From 1 January, 2022, in order to transfer from one union to another under the revised Regulation 8 (eligibility), a player will need to achieve the below criteria:
- The player must stand-down from international rugby for 36 months
- The player must either be born in the country to which they wish to transfer or have a parent or grandparent born in that country
- Under the revised Regulation 8 criteria, a player may only change union once and each case will be subject to approval by the World Rugby Regulations Committee to preserve integrity
After 1 January 2022, any player who meets the above criteria can apply immediately for a transfer.
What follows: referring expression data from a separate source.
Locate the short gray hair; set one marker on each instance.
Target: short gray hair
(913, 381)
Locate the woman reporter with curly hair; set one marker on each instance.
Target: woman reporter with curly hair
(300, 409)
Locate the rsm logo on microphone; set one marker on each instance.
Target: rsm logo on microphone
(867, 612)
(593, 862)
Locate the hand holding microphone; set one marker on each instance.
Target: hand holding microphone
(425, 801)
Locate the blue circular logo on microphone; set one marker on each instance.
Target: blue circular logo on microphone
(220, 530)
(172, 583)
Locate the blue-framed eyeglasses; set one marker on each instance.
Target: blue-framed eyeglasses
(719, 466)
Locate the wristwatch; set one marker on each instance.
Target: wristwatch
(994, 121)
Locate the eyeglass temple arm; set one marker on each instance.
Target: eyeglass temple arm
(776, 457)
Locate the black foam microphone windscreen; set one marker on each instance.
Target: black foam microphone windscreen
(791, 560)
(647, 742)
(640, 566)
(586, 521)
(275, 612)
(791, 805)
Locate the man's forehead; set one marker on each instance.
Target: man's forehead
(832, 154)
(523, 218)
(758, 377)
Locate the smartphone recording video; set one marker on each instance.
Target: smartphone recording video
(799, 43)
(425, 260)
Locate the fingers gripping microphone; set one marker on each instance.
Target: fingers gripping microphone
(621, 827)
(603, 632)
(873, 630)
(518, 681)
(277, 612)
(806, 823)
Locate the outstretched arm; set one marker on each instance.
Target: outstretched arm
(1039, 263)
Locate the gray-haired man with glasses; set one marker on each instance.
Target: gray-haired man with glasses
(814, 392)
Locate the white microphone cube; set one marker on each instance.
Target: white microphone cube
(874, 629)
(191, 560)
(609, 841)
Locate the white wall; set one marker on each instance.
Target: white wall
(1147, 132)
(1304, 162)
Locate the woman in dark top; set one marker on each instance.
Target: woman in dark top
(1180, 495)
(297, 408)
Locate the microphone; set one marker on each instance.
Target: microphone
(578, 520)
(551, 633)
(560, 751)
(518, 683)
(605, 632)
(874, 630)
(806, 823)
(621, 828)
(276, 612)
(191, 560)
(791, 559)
The Regulation 8 revisions will also align the “age of majority” across 15s and sevens. All players will now be ‘captured’ at 18 years of age to simplify the Regulation and improve union understanding and compliance.
Approval of the amended regulation follows requests by emerging nations and a subsequent wide-ranging consultation process with member unions, regions and International Rugby Players examining the possibility of amending the principle within Regulation that stipulates that a player may only represent one union at international level, save for specific circumstances relating to participation in the Olympic Games.
The benefits of the amendment include:
- Simplicity and alignment: transfers are currently permitted in the context of participation in the Olympics in the sevens game. This amendment will create one aligned, simplified process across the game
- Development of emerging nations: the player depth of emerging nations may be improved by permitting players, who have close and credible links to the “emerging union” through birth or ancestry, to “return” to those unions having previously represented another union
- Player-focused approach: the process recognised the modern rugby environment, including global player movement, the current ability to capture players by selecting them on the bench, and the desire of some players to transfer having been selected a limited number of times for one union. It also examined the impact of any change on the integrity of the international competition landscape.
World Rugby Chairman Sir Bill Beaumont said: “Approval of this landmark regulatory change is the culmination of detailed and widespread modelling and consultation across the game. We have listened to our membership and players and sought to update the regulation recognising the modern professional rugby environment without compromising the integrity of the international game.
“Any player who wishes to transfer will need to have a close and credible link to their new union, namely birth right or parent or grandparent birth right while meeting strong criteria, including a 36-month stand down period. We believe that this is the fairest way to implement progressive change that puts players first while also having the potential to support a growing, increasingly competitive international men’s and women’s game.”
World Rugby Vice-Chairman Bernard Laporte added: “We have listened to our membership and honoured our pledge to undertake wide-ranging review of this important regulation. We have consulted, sought feedback from our unions, regions and most importantly to players’ representatives, before making a recommendation to the Council. This change to how international rugby operates will provide transformational opportunities to players with dual backgrounds, providing they meet the key criteria sets out in the Regulation 8.”
International Rugby Players CEO, Omar Hassanein said:“The proposal to change the rules around player eligibility is something that we have worked on over many years with our member associations. Many players across the world will now benefit from the chance to represent the country of their or their ancestors’ birth, serving as a real boost to the competitiveness of emerging nations, which in turn, will benefit the game as a whole.”